23. The percutaneous access system of claim 22, wherein the carrier dilator further comprises a carrier proximal hub configured to detachably couple to the sheath proximal hub.
24. The percutaneous access system of claim 23, wherein the sheath proximal hub and the carrier dilator hub are pre-split or splittable individually and when coupled.
25. The percutaneous access system of claim 23, wherein the tubular sheath body and the tubular carrier body are pre-split or splittable.
26. The percutaneous access system of claim 21, further comprising a needle guide configured to be removably placed in the sheath proximal hub and having a central passage which guides a distal end of the access needle into the sheath lumen.
27. The percutaneous access system of claim 21, further comprising the vascular catheter.
28. The percutaneous access system of claim 27, further comprising a guidewire configured to be received in a guidewire lumen of the vascular catheter and introduced with the catheter into the tubular body of the carrier dilator.
29. The percutaneous access system of claim 21, wherein the radially expandable sheath comprises tubing formed from one or more polymers selected from a group consisting of fluorinated ethylene propylene (FEP), polytetrafluoroethylene (PTFE), ethylene tetrafluoroethylene (ETFE), polyoxymethylene (POM), polybutylene terephthalate (PBT), polyether block ester, polyurethane, polypropylene (PP), polyethylene (PE), low density polyethylene (LDPE), high density polyethylene (HDPE), linear low density polyethylene (LLDPE), polyester, polyamide, elastomeric polyamides, silicones, poly-ethylene terephthalate (PET), polyetheretherketone (PEEK), polyimide (PI), polyetherimide (PEI), polyphenylene sulfide (PPS), polyphenylene oxide (PPO), polysulfone, nylon.

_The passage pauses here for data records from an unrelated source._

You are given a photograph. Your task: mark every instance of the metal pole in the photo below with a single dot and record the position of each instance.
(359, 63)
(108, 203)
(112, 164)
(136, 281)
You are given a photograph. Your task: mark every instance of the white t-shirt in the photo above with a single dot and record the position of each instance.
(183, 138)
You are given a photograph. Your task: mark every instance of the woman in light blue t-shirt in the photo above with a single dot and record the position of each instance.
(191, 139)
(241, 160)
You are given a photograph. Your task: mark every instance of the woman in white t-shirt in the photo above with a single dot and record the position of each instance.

30. The percutaneous access system of claim 29, wherein the radially expandable sheath comprises tubing consists essentially of fluorinated ethylene propylene (FEP).
31. The percutaneous access system of claim 29, wherein the tubing has a wall thickness in a range from 0.01 mm to 0.2.

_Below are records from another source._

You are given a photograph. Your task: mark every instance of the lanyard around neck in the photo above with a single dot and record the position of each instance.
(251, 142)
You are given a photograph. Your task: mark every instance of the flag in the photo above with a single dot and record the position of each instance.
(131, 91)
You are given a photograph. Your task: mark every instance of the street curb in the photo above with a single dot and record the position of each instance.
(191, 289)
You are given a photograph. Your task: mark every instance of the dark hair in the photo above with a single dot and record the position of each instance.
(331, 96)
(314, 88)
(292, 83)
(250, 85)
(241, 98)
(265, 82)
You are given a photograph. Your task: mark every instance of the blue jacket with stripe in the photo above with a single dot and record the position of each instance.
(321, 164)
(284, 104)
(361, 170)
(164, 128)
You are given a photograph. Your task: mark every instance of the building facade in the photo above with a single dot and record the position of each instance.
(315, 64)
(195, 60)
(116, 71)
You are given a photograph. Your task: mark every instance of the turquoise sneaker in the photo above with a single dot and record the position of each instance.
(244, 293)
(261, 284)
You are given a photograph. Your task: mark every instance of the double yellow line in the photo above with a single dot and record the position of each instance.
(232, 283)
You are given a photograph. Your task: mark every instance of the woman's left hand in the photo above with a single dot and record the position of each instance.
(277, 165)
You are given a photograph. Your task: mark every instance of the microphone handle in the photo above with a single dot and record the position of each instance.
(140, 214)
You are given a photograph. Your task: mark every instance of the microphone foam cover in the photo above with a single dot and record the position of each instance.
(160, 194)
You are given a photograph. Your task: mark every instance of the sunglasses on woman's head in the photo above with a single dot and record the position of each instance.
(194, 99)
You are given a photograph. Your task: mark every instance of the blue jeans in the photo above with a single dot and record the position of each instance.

32. The percutaneous access system of claim 29, wherein the polymer has a density in a range from 2 g/cm.sup.3 to 2.2 g/cm.sup.3, an elongation-at-break above 200% in a range from 200% to 400%, a flexural modulus in a range from 100 MPa to 1000 MPa, a tensile strength in a range from 0.25 GPa to 1 GPa.
33. A method for placing a vascular catheter through a tissue access tract into a patient's vasculature, said method comprising: percutaneously inserting a distal end of a tubular sheath body of a radially expandable sheath into a blood vessel in the patient's vasculature, wherein the tubular sheath body is in a radially constricted configuration while it is being inserted; and advancing a tubular carrier body of a carrier dilator through a lumen of the tubular sheath body which radially expands the tubular sheath body from its radially constricted configuration to a radially expanded configuration, wherein a distal portion of the vascular catheter is disposed in a lumen of the tubular body of the carrier dilator while the tubular carrier body is being introduced.

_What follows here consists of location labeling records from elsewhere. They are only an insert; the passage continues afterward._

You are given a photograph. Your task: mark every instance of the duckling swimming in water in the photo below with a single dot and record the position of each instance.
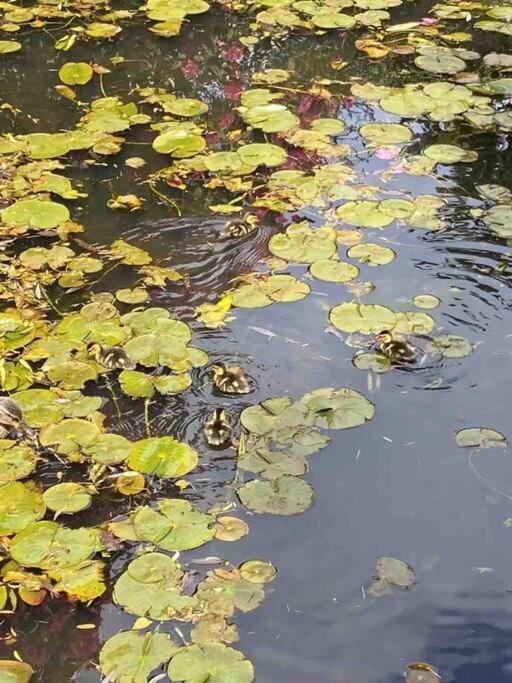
(230, 379)
(112, 358)
(11, 419)
(239, 227)
(217, 431)
(397, 350)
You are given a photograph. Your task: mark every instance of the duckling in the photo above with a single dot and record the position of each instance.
(112, 358)
(230, 379)
(217, 431)
(239, 227)
(397, 350)
(11, 418)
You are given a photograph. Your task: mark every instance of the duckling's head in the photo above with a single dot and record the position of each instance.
(219, 415)
(385, 337)
(219, 370)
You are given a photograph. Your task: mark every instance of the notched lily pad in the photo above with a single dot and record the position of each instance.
(480, 437)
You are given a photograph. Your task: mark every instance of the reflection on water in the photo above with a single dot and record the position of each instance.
(399, 487)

34. The method of claim 33, further comprising advancing the distal portion of the vascular catheter from the lumen of the tubular body of the carrier dilator into the blood vessel while the distal ends of the tubular sheath body of the radially expandable sheath and the tubular carrier body of a carrier dilator remain in the blood vessel.
35. The method of claim 34, further comprising: splitting hubs attached to proximal ends of the radially expanded sheath and the carrier dilator, respectively, before or after the distal portion of the vascular catheter has been advanced into the blood vessel; and pulling the split hubs attached to remove the tubular bodies of the radially expanded sheath and the carrier dilator from over the vascular catheter while the distal portion of the vascular catheter remains in the blood vessel.
36. The method of claim 35, wherein the hubs attached to the proximal ends of the radially expanded sheath and the carrier dilator radially are split and removed simultaneously.
37. The method of claim 36, wherein the sheath proximal hub on the radially expandable sheath and the carrier proximal hub on the carrier dilator are coupled together after the tubular carrier body of the carrier dilator has been advanced through the lumen of the tubular sheath body and before the hubs are split.
38. The method of claim 33, further comprising confirming that the distal portion of the radially expandable sheath has entered the blood vessel prior to advancing the tubular carrier body of the carrier dilator through the lumen of the tubular sheath body.
39. The method of claim 38, wherein confirming comprises ultrasonic imaging.
40. The method of claim 38, wherein confirming comprises observing blood flashback.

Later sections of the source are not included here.